By a 5-0 vote, the commission overruled the citizens’ appeal of approval of hotel site plans by Planning Director Walter Ladwig. Joseph Olson, one of the spokesmen for the Solana Beach contingent, said the group hopes that the state Coastal Commission will modify or reject the project.
Residents said that the 12-building resort hotel complex planned by Solana Beach InnSuites violates the county’s flood plain ordinances, threatens to cause traffic problems, and blocks ocean and lagoon views from a portion of the coastal highway, which is known as Old Highway 101 and is designated as a scenic highway.
Hotel developers defended their plans, stressing that they had revised the project 12 times in the past 10 months to counter objections of local residents.

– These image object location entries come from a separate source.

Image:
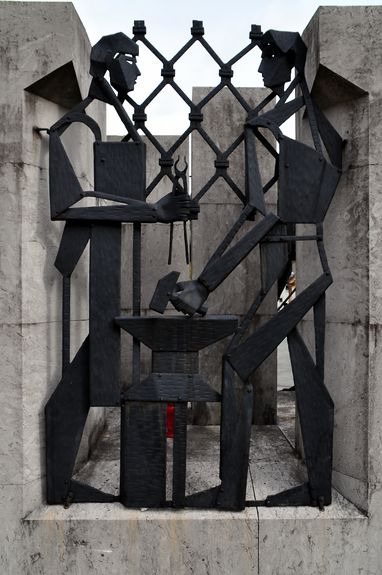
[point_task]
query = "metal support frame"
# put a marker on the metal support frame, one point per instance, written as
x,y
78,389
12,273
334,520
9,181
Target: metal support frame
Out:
x,y
307,182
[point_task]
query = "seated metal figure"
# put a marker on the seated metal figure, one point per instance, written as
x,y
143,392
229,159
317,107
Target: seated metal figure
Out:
x,y
307,180
92,378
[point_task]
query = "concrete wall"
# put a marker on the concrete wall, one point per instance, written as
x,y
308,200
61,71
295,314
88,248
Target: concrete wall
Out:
x,y
37,539
36,39
344,69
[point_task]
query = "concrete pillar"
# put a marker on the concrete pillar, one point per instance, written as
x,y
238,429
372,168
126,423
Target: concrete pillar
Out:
x,y
223,120
344,71
44,58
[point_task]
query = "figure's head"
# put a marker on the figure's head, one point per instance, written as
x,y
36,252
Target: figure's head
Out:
x,y
116,53
281,51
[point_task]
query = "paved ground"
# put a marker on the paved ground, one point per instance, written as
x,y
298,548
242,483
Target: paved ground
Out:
x,y
273,463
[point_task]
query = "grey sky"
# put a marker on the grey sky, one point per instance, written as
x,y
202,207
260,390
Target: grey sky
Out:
x,y
227,24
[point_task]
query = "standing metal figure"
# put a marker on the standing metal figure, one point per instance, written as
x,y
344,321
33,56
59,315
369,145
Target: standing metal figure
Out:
x,y
307,180
92,378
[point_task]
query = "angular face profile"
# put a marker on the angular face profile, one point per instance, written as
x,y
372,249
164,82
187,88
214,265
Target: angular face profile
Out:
x,y
116,53
123,73
274,67
281,52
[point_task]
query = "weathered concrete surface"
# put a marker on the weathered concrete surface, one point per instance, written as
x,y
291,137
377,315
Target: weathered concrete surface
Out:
x,y
101,538
36,39
219,209
344,69
37,539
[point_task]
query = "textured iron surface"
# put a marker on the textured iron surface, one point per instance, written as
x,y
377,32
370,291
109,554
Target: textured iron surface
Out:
x,y
307,177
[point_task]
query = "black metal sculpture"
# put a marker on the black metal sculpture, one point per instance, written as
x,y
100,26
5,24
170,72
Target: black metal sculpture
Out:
x,y
307,181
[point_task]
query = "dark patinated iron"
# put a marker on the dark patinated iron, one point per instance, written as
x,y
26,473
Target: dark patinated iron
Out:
x,y
307,178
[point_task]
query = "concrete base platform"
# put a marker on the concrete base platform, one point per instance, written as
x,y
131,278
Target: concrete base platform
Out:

One planning commissioner said that testimony by opponents Friday indicated that the plan that would satisfy residents was “no hotel project at all.”
The planning commission rejection of the appeal is the final action by county officials, but state coastal commissioners must approve the project before it can be built.
Several opponents expressed concern that the hotel plan, which includes suites equipped with kitchen appliances, will be converted into time-share units or condominiums rather than remaining as a tourist resort yielding hotel-motel taxes to the community.
Others criticized county officials for allowing the project to be “grandfathered in” under county regulations allowing three-story building heights. The regulations have been tightened to prevent designation of a partially submerged ground floor as a “basement.”
The InnSuite developers plan to develop a bluff overlooking San Elijo Lagoon with 171 hotel suites, a 266-seat restaurant, shops and three levels of underground parking. A pedestrian-activated traffic light on the highway at the hotel site is planned so that guests can reach the beach safely.